Difference between defining typing.Dict and dict?

I am practicing using type hints in Python 3.5. One of my colleague uses typing.Dict:

import typing


def change_bandwidths(new_bandwidths: typing.Dict,
                      user_id: int,
                      user_name: str) -> bool:
    print(new_bandwidths, user_id, user_name)
    return False


def my_change_bandwidths(new_bandwidths: dict,
                         user_id: int,
                         user_name: str) ->bool:
    print(new_bandwidths, user_id, user_name)
    return True


def main():
    my_id, my_name = 23, "Tiras"
    simple_dict = {"Hello": "Moon"}
    change_bandwidths(simple_dict, my_id, my_name)
    new_dict = {"new": "energy source"}
    my_change_bandwidths(new_dict, my_id, my_name)

if __name__ == "__main__":
    main()

Both of them work just fine, there doesn't appear to be a difference.

I have read the typing module documentation.

Between typing.Dict or dict which one should I use in the program?

There is no real difference between using a plain typing.Dict and dict, no.

However, typing.Dict is a Generic type ^* that lets you specify the type of the keys and values too, making it more flexible:

def change_bandwidths(new_bandwidths: typing.Dict[str, str],
                      user_id: int,
                      user_name: str) -> bool:

As such, it could well be that at some point in your project lifetime you want to define the dictionary argument a little more precisely, at which point expanding typing.Dict to typing.Dict[key_type, value_type] is a 'smaller' change than replacing dict.

You can make this even more generic by using Mapping or MutableMapping types here; since your function doesn't need to alter the mapping, I'd stick with Mapping. A dict is one mapping, but you could create other objects that also satisfy the mapping interface, and your function might well still work with those:

def change_bandwidths(new_bandwidths: typing.Mapping[str, str],
                      user_id: int,
                      user_name: str) -> bool:

Now you are clearly telling other users of this function that your code won't actually alter the new_bandwidths mapping passed in.

Your actual implementation is merely expecting an object that is printable. That may be a test implementation, but as it stands your code would continue to work if you used new_bandwidths: typing.Any, because any object in Python is printable.

---

^*: Note: If you are using Python 3.7 or newer, you can use dict as a generic type if you start your module with from __future__ import annotations, and as of Python 3.9, dict (as well as other standard containers) supports being used as generic type even without that directive.

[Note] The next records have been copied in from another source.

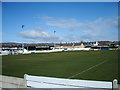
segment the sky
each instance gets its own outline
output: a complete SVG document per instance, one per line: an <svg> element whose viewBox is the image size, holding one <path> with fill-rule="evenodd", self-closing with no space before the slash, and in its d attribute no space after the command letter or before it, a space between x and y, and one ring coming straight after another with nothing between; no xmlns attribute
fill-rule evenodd
<svg viewBox="0 0 120 90"><path fill-rule="evenodd" d="M3 42L108 40L118 40L117 2L2 3Z"/></svg>

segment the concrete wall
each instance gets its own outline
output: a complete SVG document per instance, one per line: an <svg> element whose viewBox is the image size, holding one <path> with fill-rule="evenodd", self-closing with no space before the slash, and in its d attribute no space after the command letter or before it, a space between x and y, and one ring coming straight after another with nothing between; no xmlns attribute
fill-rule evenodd
<svg viewBox="0 0 120 90"><path fill-rule="evenodd" d="M0 75L0 88L26 88L26 84L22 78Z"/></svg>

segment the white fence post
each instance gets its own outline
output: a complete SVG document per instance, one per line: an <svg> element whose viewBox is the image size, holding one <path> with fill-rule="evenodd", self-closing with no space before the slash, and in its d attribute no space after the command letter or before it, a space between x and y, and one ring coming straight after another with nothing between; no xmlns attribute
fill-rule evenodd
<svg viewBox="0 0 120 90"><path fill-rule="evenodd" d="M113 80L113 90L118 88L118 81L117 79Z"/></svg>
<svg viewBox="0 0 120 90"><path fill-rule="evenodd" d="M24 81L25 81L25 87L27 87L27 80L26 80L27 74L24 75Z"/></svg>

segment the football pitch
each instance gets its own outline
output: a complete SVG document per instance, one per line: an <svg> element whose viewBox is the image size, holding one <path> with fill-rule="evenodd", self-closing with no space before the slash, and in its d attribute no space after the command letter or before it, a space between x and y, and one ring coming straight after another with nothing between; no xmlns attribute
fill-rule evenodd
<svg viewBox="0 0 120 90"><path fill-rule="evenodd" d="M2 56L2 74L112 81L118 79L118 51L64 51Z"/></svg>

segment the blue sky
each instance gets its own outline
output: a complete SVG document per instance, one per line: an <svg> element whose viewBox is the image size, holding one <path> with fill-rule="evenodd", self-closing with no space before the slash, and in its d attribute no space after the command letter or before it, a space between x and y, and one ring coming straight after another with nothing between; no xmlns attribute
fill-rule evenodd
<svg viewBox="0 0 120 90"><path fill-rule="evenodd" d="M3 2L3 42L114 41L118 39L117 4Z"/></svg>

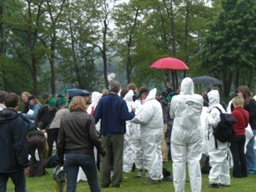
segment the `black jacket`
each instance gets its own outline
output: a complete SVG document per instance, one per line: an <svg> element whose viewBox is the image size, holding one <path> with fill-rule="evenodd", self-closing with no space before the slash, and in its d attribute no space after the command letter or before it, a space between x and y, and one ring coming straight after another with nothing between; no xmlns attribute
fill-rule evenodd
<svg viewBox="0 0 256 192"><path fill-rule="evenodd" d="M41 122L41 127L40 127L41 129L49 129L49 127L53 121L55 114L56 114L56 109L53 108L53 110L49 110L49 106L44 105L40 107L38 110L37 115L34 119L34 125L39 126L39 122Z"/></svg>
<svg viewBox="0 0 256 192"><path fill-rule="evenodd" d="M11 108L0 111L0 173L12 173L29 166L28 124Z"/></svg>
<svg viewBox="0 0 256 192"><path fill-rule="evenodd" d="M64 163L63 158L65 152L94 156L94 146L102 156L106 154L95 129L94 117L81 109L75 109L66 114L61 121L57 138L58 163Z"/></svg>
<svg viewBox="0 0 256 192"><path fill-rule="evenodd" d="M244 108L249 112L249 122L252 129L256 129L256 100L251 99L245 103Z"/></svg>

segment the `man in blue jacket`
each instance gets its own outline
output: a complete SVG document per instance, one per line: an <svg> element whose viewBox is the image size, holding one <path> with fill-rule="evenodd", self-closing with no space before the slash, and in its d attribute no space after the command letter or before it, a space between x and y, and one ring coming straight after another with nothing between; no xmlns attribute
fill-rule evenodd
<svg viewBox="0 0 256 192"><path fill-rule="evenodd" d="M9 177L15 191L25 192L24 169L29 166L26 131L28 124L19 115L19 97L14 92L4 97L6 108L0 111L0 191L7 191Z"/></svg>
<svg viewBox="0 0 256 192"><path fill-rule="evenodd" d="M123 147L124 134L126 132L125 121L134 117L135 108L128 111L126 102L118 96L120 84L111 82L109 93L102 97L95 108L94 117L95 122L100 119L100 134L107 155L101 162L101 187L108 188L112 183L112 188L121 187L123 177ZM110 178L110 163L113 162L113 176Z"/></svg>

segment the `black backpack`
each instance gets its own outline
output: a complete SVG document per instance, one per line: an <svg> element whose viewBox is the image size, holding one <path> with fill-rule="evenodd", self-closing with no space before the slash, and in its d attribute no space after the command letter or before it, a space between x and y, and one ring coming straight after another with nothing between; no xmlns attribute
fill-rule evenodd
<svg viewBox="0 0 256 192"><path fill-rule="evenodd" d="M235 117L230 114L224 114L222 110L216 107L220 112L221 121L217 126L214 128L214 136L215 138L215 148L218 149L217 141L222 143L230 142L236 136L233 124L237 122Z"/></svg>

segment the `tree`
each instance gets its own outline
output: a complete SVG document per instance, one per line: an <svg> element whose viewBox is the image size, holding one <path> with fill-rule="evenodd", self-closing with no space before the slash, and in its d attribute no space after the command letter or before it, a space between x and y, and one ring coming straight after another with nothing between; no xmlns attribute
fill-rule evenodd
<svg viewBox="0 0 256 192"><path fill-rule="evenodd" d="M98 85L100 76L94 63L97 53L94 47L99 14L95 10L97 4L77 0L70 2L64 10L57 74L67 87L94 90Z"/></svg>
<svg viewBox="0 0 256 192"><path fill-rule="evenodd" d="M201 48L202 64L207 71L222 79L226 97L234 82L237 87L239 84L254 85L255 18L254 1L223 0L220 14Z"/></svg>
<svg viewBox="0 0 256 192"><path fill-rule="evenodd" d="M41 41L44 47L48 49L46 52L49 65L50 65L50 87L51 93L56 93L56 54L57 50L57 31L60 29L60 20L64 7L66 4L66 0L47 1L46 10L48 19L45 21L45 33L41 35Z"/></svg>

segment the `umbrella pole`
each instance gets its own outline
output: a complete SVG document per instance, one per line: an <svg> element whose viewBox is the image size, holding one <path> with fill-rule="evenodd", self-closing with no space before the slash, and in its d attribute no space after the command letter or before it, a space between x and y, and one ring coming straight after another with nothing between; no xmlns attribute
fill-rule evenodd
<svg viewBox="0 0 256 192"><path fill-rule="evenodd" d="M175 77L174 77L174 70L171 70L171 78L172 78L172 87L173 90L176 90L176 86L175 86Z"/></svg>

typing.Dict is a generic version of dict:

> class typing.Dict(dict, MutableMapping[KT, VT])

> A generic version of dict. The usage of this type is as follows:

> def get_position_in_index(word_list: Dict[str, int], word: str) -> int: return word_list[word]

Here you can specify the type of key and values in the dict: Dict[str, int]

as said in python org:

> class typing.Dict(dict, MutableMapping[KT, VT])

> A generic version of dict. Useful for annotating return types. To > annotate arguments it is preferred to use an abstract collection type > such as Mapping.

This type can be used as follows:

def count_words(text: str) -> Dict[str, int]:
    ...

But dict is less general and you will be able to alter the mapping passed in. In fact, in python.Dict you specify more details.

Another tip:

> Deprecated since version 3.9: builtins.dict now supports []. See PEP 585 > and Generic Alias Type.